Maritime archaeology deals with shipwrecks and is carried out by divers rather than diggers. It embraces maritime history and analyses changes in shipbuilding, navigation and seamanship and offers fresh perspectives on the cultures and societies that produced the ships and sailors. Drawing on detailed past and recent case studies, Richard A. Gould provides an up-to-date review of the field that includes dramatic new findings arising from improved undersea technologies. This second edition of Archaeology and the Social History of Ships has been updated throughout to reflect new findings and new interpretations of old sites. The new edition explores advances in undersea technology in archaeology, especially remotely operated vehicles. The book reviews many of the major recent shipwreck findings, including the Vasa in Stockholm, the Viking wrecks at Roskilde Fjord and the Titanic.

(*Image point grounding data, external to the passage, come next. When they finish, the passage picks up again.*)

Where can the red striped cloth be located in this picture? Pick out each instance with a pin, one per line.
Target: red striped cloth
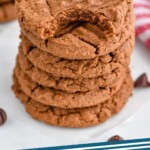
(142, 25)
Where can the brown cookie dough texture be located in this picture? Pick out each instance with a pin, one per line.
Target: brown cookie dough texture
(78, 68)
(80, 117)
(72, 69)
(59, 15)
(7, 10)
(85, 41)
(58, 98)
(67, 84)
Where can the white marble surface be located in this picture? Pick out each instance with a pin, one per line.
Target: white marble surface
(20, 131)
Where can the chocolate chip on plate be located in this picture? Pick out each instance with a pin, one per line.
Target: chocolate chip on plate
(115, 138)
(3, 116)
(142, 81)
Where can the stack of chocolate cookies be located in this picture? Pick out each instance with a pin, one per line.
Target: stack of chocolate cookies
(72, 69)
(7, 10)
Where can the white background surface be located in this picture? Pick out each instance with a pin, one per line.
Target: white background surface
(21, 131)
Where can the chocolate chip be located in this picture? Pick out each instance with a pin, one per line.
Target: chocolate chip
(3, 116)
(115, 138)
(142, 81)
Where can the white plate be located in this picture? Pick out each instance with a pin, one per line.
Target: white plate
(21, 131)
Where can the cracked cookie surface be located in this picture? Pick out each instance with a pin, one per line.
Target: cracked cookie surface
(78, 68)
(85, 41)
(67, 84)
(50, 96)
(7, 11)
(107, 15)
(76, 118)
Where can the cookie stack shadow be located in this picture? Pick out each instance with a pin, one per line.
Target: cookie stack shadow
(7, 10)
(77, 73)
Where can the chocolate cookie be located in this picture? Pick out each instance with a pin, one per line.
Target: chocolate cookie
(76, 118)
(67, 84)
(58, 98)
(7, 11)
(78, 68)
(85, 41)
(58, 15)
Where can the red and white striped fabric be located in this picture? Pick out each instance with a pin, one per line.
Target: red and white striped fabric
(142, 12)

Richard A. Gould is Emeritus Professor of Anthropology at Brown University. In addition to writing articles for numerous journals including American Antiquity and The International Journal of Nautical Archaeology, he has contributed to several edited volumes, among them the Encyclopedia of Underwater and Maritime Archaeology and The Oxford Companion to Archaeology. He is the author of twelve books, including Disaster Archaeology, Recovering the Past, Shipwreck Anthropology and Living Archaeology.
Introduction: toward a higher standard; 1. Interpreting the underwater archaeological record; 2. Underwater archaeology: the state of the art; 3. Ships and shipwrecks: basic mechanics; 4. The archaeology of small watercraft; 5. The earliest ships; 6. Shipwrecks and our understanding of ancient trade; 7. Sailing ships of the Middle Ages; 8. Ships of the great age of sail; 9. From sail to steam in maritime commerce; 10. New technologies and naval warfare; 11. The archaeology of maritime infrastructure; 12. The future of shipwreck archaeology.